İLK DERECE MAHKEMESİ KARARI: Mahkemece, dava dilekçesindeki talep sonucunun, ariyetlerin iade ve teslimi, ariyetlerin teslim edilmemesi halinde ise güncel piyasa bedelinin tahsili istemine ilişkin olduğu, ihtiyati tedbir talebinin konusunun, dava dilekçesinin talep sonucunu teşkil ettiği, bu haliyle yapılan değerlendirmede de; ihtiyati tedbir isteminin, hüküm sonucuna yönelik olduğu, işin esasını çözecek ve hüküm sonucunu elde edecek mahiyette ihtiyati tedbir kararı verilemeyeceği, ayrıca davada ariyeten verildiği öne sürülen malzemenin davacıya iade koşullarının oluşup oluşmadığının da yargılamayı gerektirmekte olduğu, davalıya ariyeten teslim edildiği öne sürülen malzemenin derhal davacıya teslim edilmemesi halinde hakkın elde edilmesinin önemli ölçüde zorlaşacağı yahut imkansızlaşacağı yönünde endişe edilmesini gerektirir bir delilin de dosyada bulunmadığı ( bknz. İstanbul BAM 13. H.D.’nin 20/05/2021 Tarih ve 2021/771 Dosya no-2021/756 Karar nolu kararı) talebin 6100 sayılı HMK’nun ihtiyati tedbiri düzenleyen, 389/1. Maddesinde yer alan koşullara uygun olmadığı gerekçesiyle ihtiyati tedbir talebinin reddine karar verilmiştir.

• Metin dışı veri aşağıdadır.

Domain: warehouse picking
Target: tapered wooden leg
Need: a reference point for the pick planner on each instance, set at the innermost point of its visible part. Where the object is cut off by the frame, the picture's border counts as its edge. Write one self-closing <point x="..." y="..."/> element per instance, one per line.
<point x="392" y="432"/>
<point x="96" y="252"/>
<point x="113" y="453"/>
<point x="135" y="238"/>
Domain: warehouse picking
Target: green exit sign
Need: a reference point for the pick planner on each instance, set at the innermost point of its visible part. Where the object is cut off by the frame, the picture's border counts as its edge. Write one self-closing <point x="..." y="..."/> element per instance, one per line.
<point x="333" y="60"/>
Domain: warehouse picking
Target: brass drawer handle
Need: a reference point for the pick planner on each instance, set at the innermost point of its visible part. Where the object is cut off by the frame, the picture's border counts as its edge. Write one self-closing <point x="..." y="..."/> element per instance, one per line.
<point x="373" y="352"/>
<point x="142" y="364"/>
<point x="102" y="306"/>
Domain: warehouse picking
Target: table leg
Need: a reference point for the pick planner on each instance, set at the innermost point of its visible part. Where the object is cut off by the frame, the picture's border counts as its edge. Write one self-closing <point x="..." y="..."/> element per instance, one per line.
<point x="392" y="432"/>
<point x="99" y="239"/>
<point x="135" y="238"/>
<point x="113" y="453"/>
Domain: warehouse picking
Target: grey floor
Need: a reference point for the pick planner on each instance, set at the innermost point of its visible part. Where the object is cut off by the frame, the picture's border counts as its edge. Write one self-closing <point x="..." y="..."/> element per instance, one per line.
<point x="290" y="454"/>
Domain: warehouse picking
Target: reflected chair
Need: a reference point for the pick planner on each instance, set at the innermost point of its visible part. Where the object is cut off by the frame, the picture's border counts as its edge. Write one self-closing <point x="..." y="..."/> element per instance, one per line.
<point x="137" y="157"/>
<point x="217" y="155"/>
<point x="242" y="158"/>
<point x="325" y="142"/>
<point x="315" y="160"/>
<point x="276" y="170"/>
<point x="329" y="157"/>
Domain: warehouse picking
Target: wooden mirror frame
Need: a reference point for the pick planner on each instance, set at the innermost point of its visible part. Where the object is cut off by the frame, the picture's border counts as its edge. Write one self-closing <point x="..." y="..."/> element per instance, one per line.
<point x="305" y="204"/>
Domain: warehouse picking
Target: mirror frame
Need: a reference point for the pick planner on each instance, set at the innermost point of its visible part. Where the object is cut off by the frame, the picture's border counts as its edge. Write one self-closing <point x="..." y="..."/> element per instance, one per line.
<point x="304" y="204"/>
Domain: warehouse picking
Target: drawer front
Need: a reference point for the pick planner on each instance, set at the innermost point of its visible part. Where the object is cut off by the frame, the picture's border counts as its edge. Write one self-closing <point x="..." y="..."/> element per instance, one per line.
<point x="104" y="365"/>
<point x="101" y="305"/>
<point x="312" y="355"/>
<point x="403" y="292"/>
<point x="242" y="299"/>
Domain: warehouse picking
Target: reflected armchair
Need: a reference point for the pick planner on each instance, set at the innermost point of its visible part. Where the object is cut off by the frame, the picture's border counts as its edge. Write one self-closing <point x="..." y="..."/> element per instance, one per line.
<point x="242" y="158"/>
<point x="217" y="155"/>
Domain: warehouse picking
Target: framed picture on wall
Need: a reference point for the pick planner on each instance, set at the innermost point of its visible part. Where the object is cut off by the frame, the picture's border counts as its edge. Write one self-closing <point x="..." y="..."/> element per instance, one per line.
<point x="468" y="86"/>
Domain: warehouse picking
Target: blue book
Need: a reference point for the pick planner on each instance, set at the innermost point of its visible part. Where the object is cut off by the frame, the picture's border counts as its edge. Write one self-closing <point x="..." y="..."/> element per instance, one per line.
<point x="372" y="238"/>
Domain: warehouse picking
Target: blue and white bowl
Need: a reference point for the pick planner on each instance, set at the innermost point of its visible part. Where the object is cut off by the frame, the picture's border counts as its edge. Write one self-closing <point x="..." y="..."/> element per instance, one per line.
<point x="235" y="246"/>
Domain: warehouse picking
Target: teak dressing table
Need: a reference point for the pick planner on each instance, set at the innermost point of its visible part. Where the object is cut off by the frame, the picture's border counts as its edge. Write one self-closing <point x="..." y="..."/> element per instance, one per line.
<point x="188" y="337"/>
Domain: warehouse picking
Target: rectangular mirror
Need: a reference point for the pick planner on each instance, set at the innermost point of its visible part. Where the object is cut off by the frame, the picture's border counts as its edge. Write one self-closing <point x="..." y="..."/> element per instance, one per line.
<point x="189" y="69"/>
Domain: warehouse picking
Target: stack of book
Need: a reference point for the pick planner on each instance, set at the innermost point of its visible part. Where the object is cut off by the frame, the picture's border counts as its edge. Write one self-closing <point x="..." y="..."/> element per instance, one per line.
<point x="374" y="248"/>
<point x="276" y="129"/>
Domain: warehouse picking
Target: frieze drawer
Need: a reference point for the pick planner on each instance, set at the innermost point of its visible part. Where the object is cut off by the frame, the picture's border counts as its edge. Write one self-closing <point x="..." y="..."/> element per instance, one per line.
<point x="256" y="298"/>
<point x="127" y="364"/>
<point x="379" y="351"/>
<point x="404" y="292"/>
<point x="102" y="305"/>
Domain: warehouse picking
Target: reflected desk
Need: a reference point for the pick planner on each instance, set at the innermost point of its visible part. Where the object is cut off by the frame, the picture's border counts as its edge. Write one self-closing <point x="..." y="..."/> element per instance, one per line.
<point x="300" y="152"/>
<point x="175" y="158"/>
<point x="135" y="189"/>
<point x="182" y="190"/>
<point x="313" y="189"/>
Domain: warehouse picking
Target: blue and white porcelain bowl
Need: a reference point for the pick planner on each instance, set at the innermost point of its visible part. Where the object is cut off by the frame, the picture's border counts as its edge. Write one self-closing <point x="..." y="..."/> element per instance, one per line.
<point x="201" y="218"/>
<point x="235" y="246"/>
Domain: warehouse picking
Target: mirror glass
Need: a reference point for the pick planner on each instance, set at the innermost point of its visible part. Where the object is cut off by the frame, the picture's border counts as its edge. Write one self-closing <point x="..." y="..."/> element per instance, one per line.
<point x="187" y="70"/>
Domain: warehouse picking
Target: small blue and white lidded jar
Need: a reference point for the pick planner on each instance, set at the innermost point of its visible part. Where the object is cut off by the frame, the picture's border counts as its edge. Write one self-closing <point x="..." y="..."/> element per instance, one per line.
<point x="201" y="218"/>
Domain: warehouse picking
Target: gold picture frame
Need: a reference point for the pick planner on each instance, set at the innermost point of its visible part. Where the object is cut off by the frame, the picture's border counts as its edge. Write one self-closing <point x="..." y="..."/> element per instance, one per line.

İSTİNAF SEBEPLERİ: Davacı vekili; ihtiyati tedbir için yasada aranan tüm şartların mevcut olduğunu,ibraz edilen belgelerden ihtiyati tedbir haklılığının açıkça ortada olduğunu, Yargıtay içtihatlarına göre başlangıçta hiçbir kanaatin oluşmadığı durumlarda bile muhtemel zarar görme tehlikesine dayalı olarak tedbir kararı verilmesi gerektiğini, somut olayda müvekkili şirketin zarara uğradığını ve ileride muhtemel zararların da ortaya çıkacağını, mahkemece tedbir talebi reddinin gerekçelendirmesi yapılmadığını,kararın kaldırılarak, ariyete konu menkullerin davalıdan alınarak müvekkili şirkete yada müvekkili şirketin muhafazası için göstereceği 3. Kişiye teslim edilmesi konusunda öncelikle teminatsız, kabul görülmemesi halinde ise makul bir teminat karşılığında ihtiyati tedbir kararı verilemesini talep etmiştir.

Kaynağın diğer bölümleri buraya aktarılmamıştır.